Personal information
- Full name: Emily Wilson
- Date of birth: 26 August 2001 (age 24)
- Place of birth: Northern Ireland,
- Position: Forward

Team information
- Current team: Crusaders Strikers
- Number: 11

Youth career
- 2011-2018: Glentoran

Senior career*
- Years: Team / Apps / (Gls)
- 2018–2022: Crusaders Strikers / 9 / (8)
- 2023–2024: Glentoran / 25 / (17)

International career^{‡}
- 2017–2018: Northern Ireland U-17 / 3 / (1)
- 2017: Northern Ireland U-19 / 3 / (0)
- 2018–: Northern Ireland / 33 / (1)

= Emily Wilson (footballer) =

Northern Irish footballer (born 2001)

Emily Wilson (born 26 August 2001) is a Northern Irish footballer who plays as a forward for Glentoran and the Northern Ireland national team.

==Playing career==
===Club===
====Crusaders Strikers F.C., 2018–====
Since 2018, Wilson has played for Crusaders Strikers F.C. in Northern Ireland's Women's Premiership, the top women's league in the country.
She was named the league's Player of the Month for November 2020.

===International===
Wilson has represented Northern Ireland on the under-17, under-19, and senior national teams.
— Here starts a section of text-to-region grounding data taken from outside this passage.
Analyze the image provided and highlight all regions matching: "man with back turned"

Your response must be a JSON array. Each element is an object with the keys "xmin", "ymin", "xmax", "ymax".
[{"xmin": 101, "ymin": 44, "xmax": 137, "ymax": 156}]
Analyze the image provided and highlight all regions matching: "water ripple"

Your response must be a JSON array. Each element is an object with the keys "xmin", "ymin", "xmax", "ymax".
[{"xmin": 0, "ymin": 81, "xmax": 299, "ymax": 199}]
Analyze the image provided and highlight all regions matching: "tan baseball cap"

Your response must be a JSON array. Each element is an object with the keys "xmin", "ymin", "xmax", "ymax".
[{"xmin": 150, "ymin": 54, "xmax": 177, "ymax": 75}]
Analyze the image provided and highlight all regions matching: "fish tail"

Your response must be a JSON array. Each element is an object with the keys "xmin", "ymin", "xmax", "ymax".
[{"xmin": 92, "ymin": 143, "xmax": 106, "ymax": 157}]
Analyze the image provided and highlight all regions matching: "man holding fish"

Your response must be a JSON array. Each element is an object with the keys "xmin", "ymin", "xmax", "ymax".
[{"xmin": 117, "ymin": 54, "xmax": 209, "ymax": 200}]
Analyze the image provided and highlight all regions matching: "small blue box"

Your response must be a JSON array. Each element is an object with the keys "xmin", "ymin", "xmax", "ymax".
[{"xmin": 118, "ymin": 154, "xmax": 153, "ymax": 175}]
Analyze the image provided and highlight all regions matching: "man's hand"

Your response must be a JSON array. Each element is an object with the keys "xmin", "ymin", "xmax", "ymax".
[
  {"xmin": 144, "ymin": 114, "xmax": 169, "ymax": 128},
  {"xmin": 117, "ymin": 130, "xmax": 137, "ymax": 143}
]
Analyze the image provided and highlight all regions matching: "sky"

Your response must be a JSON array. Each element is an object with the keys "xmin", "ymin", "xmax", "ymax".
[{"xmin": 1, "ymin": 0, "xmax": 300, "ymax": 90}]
She made her debut for the Northern Ireland national team during a match against Belarus on 27 November 2020, starting the match.

Wilson was part of the squad that was called up to the UEFA Women's Euro 2022.

==Honors==
- Women's Premiership Player of the Month: November 2020

==Personal life==
Wilson grew up in Antrim and attended Parkhall College.